Ion's paternal grandfather was a physician who studied at Leipzig University.
In a 1985 interview, Biberi confided that he had never gotten along with his strict father, and that he was deeply affected at age five, when his mother, a woman of "perfect artistic culture", died unexpectedly.
Feeling encouraged by Elise's example, he followed training in music, and was passionate about Richard Wagner; it "provided me with a new outlook on the spectacle of life."
He was also deeply familiarized with German art, from being shown paintings by Moritz von Schwind and Caspar David Friedrich to discovering Albrecht Dürer and Albrecht Altdorfer.
The boy's humanistic education was for a while shaped by the philosopher Ștefan Bârsănescu and by the Latinist Ion Ionescu-Bujor, who were his schoolteachers.

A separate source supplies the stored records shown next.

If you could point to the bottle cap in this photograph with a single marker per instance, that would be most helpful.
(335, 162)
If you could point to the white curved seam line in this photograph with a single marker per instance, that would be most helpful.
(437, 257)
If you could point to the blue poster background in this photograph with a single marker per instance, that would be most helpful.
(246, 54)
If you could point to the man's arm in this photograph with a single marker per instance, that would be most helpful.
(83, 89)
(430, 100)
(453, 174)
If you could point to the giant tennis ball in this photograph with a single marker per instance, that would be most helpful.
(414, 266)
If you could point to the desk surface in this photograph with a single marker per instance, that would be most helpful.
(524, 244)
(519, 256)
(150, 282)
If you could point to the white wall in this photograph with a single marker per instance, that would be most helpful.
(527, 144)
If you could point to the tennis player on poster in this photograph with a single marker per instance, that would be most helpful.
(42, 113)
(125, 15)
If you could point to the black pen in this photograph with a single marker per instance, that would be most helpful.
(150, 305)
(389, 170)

Around the age of twelve, Biberi began reading the major authors of German Romanticism, including E. T. A. Hoffmann and Novalis, before becoming enthusiastic about Edgar Allan Poe and Mihai Eminescu's fantasy literature (he later recounted that he had learned Eminescu's short novel, Poor Dionis, "almost by heart").
Following the example of another schoolteacher, Marin Demetrescu, Biberi was also introduced to popular science—his scientific interests first led him into amateur astronomy; he was equally interested in philosophy, becoming an avid reader of Arthur Schopenhauer and Ludwig Büchner.
His preoccupations centered on psychiatry and psychoanalysis, after going through topical essays by Théodule-Armand Ribot, Hippolyte Taine, Philippe Tissié, and Nicolae Vaschide.
Of these, Taine remained a particularly strong influence—seen by critic Henri Zalis as Biberi's "spiritual patron", who also fixated the stylistic coordinates of his later essays.
Another formative experience came as he witnessed first-hand the Romanian debacle in World War I: a member of a Scouting troupe, he assisted the Romanian Land Forces just behind the front line.
As he recalled in 1985, he was surrounded by death, especially after the arrival of epidemic typhus, which killed three of his Scouting colleagues; this period informed his interest in thanatology.